Monday, November 18, 2013

Something I Learned in Jerusalem

Since this story touches upon a religious matter about which feelings can run very high, I want to make a couple of points very clear.  As far as the Church of Latter Day Saints goes, it’s a good news/bad new situation.  When I was on the isle of Yap in 1999, I read the book of Mormon cover to cover and for me, it fails the giggle test.  According to it, around 700 BC a group of Israelites got onto a ship and sailed through the Mediterranean and, passing up the chance to stop in Greece, Cicely, Tunisia, Spain or Morocco, continued on to the new world where they founded civilization which lasted for about 1000 years; a civilization which Jesus of Nazareth visited in a second ministry.  Folks, if the book of Mormon floats your boat.  I have no problem with that, I’m just not buying any of it. That is exactly what I told the very polite young Mormon missionaries I met while I was on Yap and they very politely honored my request.  

The good news is that I have met Mormons when I was in the Navy, when I was on Yap and when I was a public defender in Bethel, Alaska.  Somewhere in this world I imagine there are Mormons that are not good people, but at the age of 58 I have not met one yet. (A bit of Utah trivia: that state has the lowest per capita rate of alcohol consumption in the country, which tends to indicate to me that they practice what they preach).

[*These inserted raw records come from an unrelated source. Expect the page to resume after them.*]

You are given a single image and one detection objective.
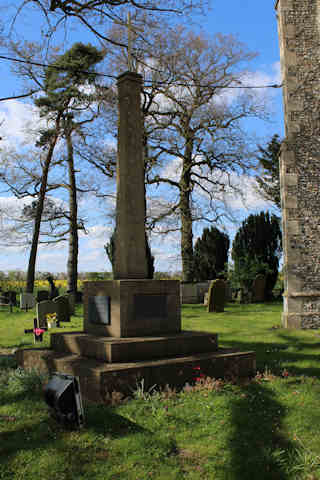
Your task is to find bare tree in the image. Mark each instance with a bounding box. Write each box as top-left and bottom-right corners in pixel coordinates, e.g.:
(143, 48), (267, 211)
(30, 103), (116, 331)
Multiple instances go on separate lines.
(102, 23), (271, 281)
(10, 0), (207, 49)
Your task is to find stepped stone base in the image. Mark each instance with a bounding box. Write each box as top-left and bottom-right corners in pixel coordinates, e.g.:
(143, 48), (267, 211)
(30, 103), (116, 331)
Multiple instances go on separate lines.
(15, 346), (255, 404)
(50, 330), (218, 363)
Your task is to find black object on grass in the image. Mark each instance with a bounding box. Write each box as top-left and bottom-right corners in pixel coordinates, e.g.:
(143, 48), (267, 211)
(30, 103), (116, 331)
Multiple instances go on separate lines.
(44, 373), (85, 429)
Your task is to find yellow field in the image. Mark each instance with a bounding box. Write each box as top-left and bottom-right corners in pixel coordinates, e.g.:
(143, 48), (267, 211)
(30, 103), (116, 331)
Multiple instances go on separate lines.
(0, 279), (84, 292)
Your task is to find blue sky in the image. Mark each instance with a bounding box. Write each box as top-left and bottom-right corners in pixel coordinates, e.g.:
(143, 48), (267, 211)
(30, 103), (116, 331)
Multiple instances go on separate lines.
(0, 1), (284, 275)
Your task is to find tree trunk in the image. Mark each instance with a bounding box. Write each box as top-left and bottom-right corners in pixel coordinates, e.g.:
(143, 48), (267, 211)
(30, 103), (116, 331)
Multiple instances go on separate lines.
(26, 115), (61, 293)
(66, 127), (78, 294)
(180, 137), (194, 282)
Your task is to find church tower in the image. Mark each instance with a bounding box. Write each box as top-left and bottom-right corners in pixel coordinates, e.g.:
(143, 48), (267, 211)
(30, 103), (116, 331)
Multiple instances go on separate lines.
(276, 0), (320, 327)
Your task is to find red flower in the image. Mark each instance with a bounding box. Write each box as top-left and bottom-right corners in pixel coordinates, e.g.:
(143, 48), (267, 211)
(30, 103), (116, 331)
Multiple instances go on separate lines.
(34, 328), (45, 336)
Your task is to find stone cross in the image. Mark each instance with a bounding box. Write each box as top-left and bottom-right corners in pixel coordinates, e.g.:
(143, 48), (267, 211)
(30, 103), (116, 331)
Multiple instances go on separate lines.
(24, 318), (48, 343)
(114, 12), (143, 72)
(113, 71), (148, 279)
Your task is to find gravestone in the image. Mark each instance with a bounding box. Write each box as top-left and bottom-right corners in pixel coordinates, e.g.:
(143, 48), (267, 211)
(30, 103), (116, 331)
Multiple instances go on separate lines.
(252, 274), (266, 303)
(20, 293), (35, 310)
(196, 282), (211, 303)
(224, 281), (232, 302)
(36, 300), (58, 328)
(6, 291), (17, 306)
(36, 290), (49, 303)
(207, 279), (226, 313)
(53, 296), (71, 323)
(75, 291), (83, 303)
(204, 291), (209, 306)
(276, 0), (320, 328)
(47, 276), (59, 300)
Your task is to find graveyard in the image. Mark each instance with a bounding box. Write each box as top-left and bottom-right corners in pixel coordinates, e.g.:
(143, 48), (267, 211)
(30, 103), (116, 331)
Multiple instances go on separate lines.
(2, 299), (320, 479)
(2, 0), (320, 476)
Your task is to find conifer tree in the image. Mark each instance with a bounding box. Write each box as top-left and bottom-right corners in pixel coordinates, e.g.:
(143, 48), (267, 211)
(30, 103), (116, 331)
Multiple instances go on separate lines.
(26, 43), (105, 293)
(193, 227), (229, 282)
(231, 211), (282, 299)
(254, 134), (282, 210)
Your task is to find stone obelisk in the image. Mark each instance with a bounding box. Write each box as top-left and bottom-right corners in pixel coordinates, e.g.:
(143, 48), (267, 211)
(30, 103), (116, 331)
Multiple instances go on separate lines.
(276, 0), (320, 328)
(83, 71), (181, 337)
(114, 71), (148, 279)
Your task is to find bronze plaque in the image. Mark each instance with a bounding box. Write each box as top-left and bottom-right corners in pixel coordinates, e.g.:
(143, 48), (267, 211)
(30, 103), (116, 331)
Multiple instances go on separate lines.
(88, 296), (110, 325)
(134, 294), (167, 318)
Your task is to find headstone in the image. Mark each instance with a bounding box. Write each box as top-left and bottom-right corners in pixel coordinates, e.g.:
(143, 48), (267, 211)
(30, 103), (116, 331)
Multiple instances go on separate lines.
(36, 290), (49, 303)
(20, 293), (35, 310)
(196, 282), (211, 303)
(47, 276), (59, 300)
(36, 300), (59, 328)
(207, 279), (226, 313)
(53, 295), (71, 323)
(7, 291), (17, 306)
(76, 291), (83, 303)
(252, 274), (266, 303)
(204, 291), (209, 306)
(224, 282), (232, 302)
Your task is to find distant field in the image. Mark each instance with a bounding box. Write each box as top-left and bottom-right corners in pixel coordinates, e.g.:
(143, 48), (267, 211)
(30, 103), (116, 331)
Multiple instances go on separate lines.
(0, 279), (84, 295)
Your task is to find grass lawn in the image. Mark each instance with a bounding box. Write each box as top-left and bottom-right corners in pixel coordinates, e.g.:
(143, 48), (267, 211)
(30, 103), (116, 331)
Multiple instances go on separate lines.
(1, 301), (320, 480)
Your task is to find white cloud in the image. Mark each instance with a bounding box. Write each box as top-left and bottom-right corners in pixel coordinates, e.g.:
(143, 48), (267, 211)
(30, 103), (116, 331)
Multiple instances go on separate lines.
(81, 224), (113, 251)
(213, 61), (281, 108)
(0, 100), (45, 148)
(160, 157), (182, 182)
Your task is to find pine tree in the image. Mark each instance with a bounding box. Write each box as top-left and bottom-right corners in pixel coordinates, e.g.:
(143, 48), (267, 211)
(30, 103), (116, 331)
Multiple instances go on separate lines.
(33, 43), (105, 294)
(193, 226), (229, 282)
(231, 211), (282, 299)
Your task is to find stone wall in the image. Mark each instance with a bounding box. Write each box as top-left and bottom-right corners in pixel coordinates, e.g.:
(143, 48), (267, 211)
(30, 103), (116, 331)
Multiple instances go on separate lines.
(180, 282), (210, 304)
(276, 0), (320, 328)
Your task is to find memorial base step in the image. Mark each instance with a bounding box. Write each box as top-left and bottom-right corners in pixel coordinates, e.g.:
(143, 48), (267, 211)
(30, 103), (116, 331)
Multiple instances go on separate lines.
(15, 348), (256, 404)
(49, 330), (218, 363)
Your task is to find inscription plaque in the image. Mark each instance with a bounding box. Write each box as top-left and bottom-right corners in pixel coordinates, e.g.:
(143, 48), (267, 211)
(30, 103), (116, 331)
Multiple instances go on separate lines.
(88, 296), (110, 325)
(134, 294), (167, 319)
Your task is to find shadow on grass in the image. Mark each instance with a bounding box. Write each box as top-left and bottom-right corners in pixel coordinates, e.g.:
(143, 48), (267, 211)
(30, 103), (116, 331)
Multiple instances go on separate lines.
(85, 403), (149, 438)
(0, 398), (150, 476)
(228, 380), (295, 480)
(219, 336), (320, 377)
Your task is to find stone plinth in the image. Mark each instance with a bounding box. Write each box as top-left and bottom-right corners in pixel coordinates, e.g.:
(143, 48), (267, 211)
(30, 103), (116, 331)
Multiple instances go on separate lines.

I’d also like to say that, while I am not Jewish, I have quite a few Jewish friends and I have the utmost admiration for the contribution that Jews have made to America and to civilization as a whole.  In recent years, there’s been considerable controversy about the Mormon Church performing “posthumous baptisms.”  And I can completely understand that some Jewish folks have gotten quite upset about this.  Jewish communities have a long history of withstanding attempts to convert them and some of those attempts have gotten extremely unpleasant.  With the utmost respect to my Jewish friends, you might want to take a look at the fine print of the Mormon program.  It states that anyone who is posthumously baptized will have the OPTION of becoming a member of the Latter Day Saints and the great beyond.  For the Mormons, free will is everything.  My personal reaction is far more bemusement than hostility.  I read recently that Mahatma Gandhi’s Grandson’s reaction was that it was a well-intentioned act that did not bother him one way or the other.

When I read about this whole controversy, I remembered something I saw when I took a tour of Jerusalem almost 20 years ago when the U.S.S. Inchon made a port of call in Haifa.  I took a number of bus tours and one of them was to the tomb of King David in Jerusalem.  Our tour guide was a retired Israeli army officer named David Jacob, who was an extraordinarily knowledgeable fellow.  As we watched an orthodox gentlemen praying over a stone tomb covered with a cloth baring the Star of David, Mr. Jacob commented to me, “They call this the tomb of King David, but on the stone underneath that cloth, there is a cross that is a crusader King’s grave.”  Even 20 years later, I greatly appreciate the irony.